So I guess introducing a federal “Ban the Box” bill in the U.S. House of Representatives is a one way ticket home. Just one week after Congressman Hansen Clarke (D-MI) drafted a bill to stop employers from asking job candidates if they have ever been convicted of a crime on their employment application, he lost his district’s primary election. Of course, one probably had nothing to do with the other, but the introduction of such a law is noteworthy for employers.
The proposed HR 6220, or “Ban the Box Act,” would only allow for an inquiry or criminal background check after a conditional offer for employment is extended to an applicant; or where there is an “unreasonable risk” to individual or public safety.
The freshman Congressman said in a statement: “By making it incredibly difficult for people with conviction records to find jobs, current employment practices lead to hopelessness and result in more poverty and crime,” and “This legislation is aimed at empowering people to take responsibility for their communities and their lives.” Clarke is running for his second term in a hotly contested race in a district that was redrawn this year.

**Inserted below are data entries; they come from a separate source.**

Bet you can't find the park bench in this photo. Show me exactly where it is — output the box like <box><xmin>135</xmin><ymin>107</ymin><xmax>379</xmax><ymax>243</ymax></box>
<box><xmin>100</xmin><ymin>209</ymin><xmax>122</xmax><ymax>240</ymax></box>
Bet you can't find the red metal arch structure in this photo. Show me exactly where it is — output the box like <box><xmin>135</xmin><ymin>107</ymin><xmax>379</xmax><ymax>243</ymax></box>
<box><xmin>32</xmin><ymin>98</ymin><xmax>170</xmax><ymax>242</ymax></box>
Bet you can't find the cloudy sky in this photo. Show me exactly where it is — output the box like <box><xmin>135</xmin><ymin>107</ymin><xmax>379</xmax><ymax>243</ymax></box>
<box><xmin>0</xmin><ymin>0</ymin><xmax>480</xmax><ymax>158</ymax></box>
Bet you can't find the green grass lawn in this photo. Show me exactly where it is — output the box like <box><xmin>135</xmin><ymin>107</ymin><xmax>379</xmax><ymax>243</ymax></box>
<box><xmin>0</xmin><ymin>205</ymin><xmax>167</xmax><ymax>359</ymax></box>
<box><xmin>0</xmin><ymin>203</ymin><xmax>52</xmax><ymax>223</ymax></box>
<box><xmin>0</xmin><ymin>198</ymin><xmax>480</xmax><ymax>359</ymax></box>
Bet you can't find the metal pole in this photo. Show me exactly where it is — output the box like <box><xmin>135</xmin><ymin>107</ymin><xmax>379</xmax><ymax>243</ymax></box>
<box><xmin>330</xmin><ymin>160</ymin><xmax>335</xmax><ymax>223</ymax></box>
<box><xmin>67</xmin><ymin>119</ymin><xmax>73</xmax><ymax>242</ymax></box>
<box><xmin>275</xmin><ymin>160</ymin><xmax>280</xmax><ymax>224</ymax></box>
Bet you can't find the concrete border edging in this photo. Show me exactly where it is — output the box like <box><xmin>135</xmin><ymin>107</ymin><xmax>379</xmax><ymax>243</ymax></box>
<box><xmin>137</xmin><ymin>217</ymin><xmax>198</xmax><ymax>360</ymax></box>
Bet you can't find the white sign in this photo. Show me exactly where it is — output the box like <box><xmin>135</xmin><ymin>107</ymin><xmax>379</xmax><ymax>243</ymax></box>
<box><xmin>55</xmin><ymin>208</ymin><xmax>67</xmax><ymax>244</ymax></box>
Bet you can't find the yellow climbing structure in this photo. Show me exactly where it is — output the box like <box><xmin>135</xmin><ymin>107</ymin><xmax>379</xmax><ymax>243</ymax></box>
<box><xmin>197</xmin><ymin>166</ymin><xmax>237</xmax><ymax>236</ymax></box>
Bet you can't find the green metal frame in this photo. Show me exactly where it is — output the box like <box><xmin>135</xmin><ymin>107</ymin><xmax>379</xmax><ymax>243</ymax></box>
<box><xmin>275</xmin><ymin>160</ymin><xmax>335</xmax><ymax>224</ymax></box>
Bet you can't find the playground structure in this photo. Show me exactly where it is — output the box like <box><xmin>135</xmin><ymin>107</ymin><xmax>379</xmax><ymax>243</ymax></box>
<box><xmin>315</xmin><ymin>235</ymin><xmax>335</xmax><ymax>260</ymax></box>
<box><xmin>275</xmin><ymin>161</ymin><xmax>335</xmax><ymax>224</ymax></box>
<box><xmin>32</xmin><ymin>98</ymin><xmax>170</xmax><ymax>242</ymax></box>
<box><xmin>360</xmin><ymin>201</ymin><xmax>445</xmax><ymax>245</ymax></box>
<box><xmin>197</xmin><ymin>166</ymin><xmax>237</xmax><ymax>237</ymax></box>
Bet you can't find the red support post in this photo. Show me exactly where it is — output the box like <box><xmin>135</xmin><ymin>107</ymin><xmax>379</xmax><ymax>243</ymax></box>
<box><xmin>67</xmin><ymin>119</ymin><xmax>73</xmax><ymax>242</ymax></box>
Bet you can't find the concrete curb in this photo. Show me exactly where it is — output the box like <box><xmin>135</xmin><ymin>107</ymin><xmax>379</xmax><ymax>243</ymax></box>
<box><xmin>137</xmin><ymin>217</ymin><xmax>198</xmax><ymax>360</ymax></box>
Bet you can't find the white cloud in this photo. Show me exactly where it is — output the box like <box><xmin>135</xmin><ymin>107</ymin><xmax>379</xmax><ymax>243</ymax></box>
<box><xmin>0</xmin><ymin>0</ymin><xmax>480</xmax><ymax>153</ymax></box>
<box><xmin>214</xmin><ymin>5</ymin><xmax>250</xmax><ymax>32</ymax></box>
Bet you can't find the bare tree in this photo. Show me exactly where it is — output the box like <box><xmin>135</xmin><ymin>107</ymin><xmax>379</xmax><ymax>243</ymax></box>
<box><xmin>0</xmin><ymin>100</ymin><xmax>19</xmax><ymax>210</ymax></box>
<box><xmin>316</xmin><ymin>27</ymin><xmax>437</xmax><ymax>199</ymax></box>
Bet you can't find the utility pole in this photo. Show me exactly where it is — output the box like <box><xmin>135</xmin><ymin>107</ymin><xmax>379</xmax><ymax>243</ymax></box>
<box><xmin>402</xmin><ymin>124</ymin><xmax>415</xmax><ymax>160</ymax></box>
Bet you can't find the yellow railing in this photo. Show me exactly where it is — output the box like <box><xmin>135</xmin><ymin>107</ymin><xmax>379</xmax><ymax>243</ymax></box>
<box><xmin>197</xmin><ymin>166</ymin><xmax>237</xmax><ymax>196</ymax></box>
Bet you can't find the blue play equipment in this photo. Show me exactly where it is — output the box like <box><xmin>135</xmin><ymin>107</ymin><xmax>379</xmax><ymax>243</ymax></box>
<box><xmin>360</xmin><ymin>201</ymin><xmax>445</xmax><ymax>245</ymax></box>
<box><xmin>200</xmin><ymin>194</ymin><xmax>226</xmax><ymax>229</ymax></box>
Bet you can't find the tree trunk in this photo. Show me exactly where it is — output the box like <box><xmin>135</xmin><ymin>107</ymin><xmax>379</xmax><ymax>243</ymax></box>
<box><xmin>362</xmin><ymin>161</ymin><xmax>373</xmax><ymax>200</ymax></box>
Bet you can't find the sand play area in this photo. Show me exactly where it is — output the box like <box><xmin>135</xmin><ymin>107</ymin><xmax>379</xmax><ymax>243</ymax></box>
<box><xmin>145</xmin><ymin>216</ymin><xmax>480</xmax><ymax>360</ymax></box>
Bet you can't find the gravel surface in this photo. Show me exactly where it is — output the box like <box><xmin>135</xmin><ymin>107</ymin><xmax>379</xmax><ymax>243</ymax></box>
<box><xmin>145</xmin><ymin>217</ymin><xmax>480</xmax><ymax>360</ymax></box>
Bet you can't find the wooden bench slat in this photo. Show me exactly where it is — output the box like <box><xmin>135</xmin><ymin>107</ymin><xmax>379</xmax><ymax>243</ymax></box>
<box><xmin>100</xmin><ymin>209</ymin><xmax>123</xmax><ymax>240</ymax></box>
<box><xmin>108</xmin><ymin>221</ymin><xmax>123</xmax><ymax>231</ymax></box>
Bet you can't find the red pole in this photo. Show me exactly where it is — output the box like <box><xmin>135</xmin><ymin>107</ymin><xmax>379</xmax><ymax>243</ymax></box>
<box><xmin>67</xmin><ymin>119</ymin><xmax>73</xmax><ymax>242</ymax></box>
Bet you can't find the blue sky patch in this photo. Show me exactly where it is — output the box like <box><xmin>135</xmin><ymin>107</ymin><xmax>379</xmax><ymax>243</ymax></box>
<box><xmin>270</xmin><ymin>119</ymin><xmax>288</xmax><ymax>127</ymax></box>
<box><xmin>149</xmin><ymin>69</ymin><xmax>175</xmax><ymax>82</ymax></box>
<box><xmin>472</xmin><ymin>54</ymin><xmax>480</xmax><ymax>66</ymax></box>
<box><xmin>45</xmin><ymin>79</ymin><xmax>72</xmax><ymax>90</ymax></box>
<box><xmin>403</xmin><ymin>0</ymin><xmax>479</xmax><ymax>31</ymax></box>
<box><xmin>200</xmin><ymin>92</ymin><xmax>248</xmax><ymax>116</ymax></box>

The bill is patterned after similar laws in Minnesota, Massachusetts and the city of Philadelphia, to name a few. Essentially, it removes the little checkbox on the application that reads “Have you been convicted of a crime?” While the intent is to get ex-cons back to work, one problem with this bill is that it ties the hands of employers until too late in the game. Employers cannot reasonably determine a candidate’s suitability for a job until countless hours and resources have been spent reviewing applications, conducting interviews, and negotiating employment terms. Have you ever been under pressure to fill a position, only to find out in the eleventh hour that there is something about the candidate that makes them ineligible for hire? Starting over is costly—in terms of both time and money.
Another concern is that this bill does not take into account the employer’s liability for negligent hiring or retention. By limiting the employer’s ability to conduct criminal background checks until the last step, a legitimate concern is the potential chilling effect on conducting criminal background checks altogether. This bill would codify a public policy that discourages employers from looking into a criminal’s past. What if you have several finalists, and you want to screen all of them before making an offer? There is no provision for this scenario, nor is there a safe harbor or exemption for employers who are required by state law to conduct background checks—only a very amorphous exclusion for an “unreasonable risk” to public safety.
The pay-off is to discourage and prevent discrimination against ex-offenders, which is a worthy goal. But why not focus on policies and programs that give employers incentives to hire ex-cons? There are tax credits, re-entry programs, rehabilitation policies that are all geared at getting people back to work. I realize that this all might sound self-serving coming from a person who works for a company that is paid to do criminal background checks. So don’t let me have the final word—what do you think?
Editor’s Note: Congressman Clarke lost his democratic primary a week after this bill was introduced. And while someone else can pick up the effort, it looks like this is a dead issue for now.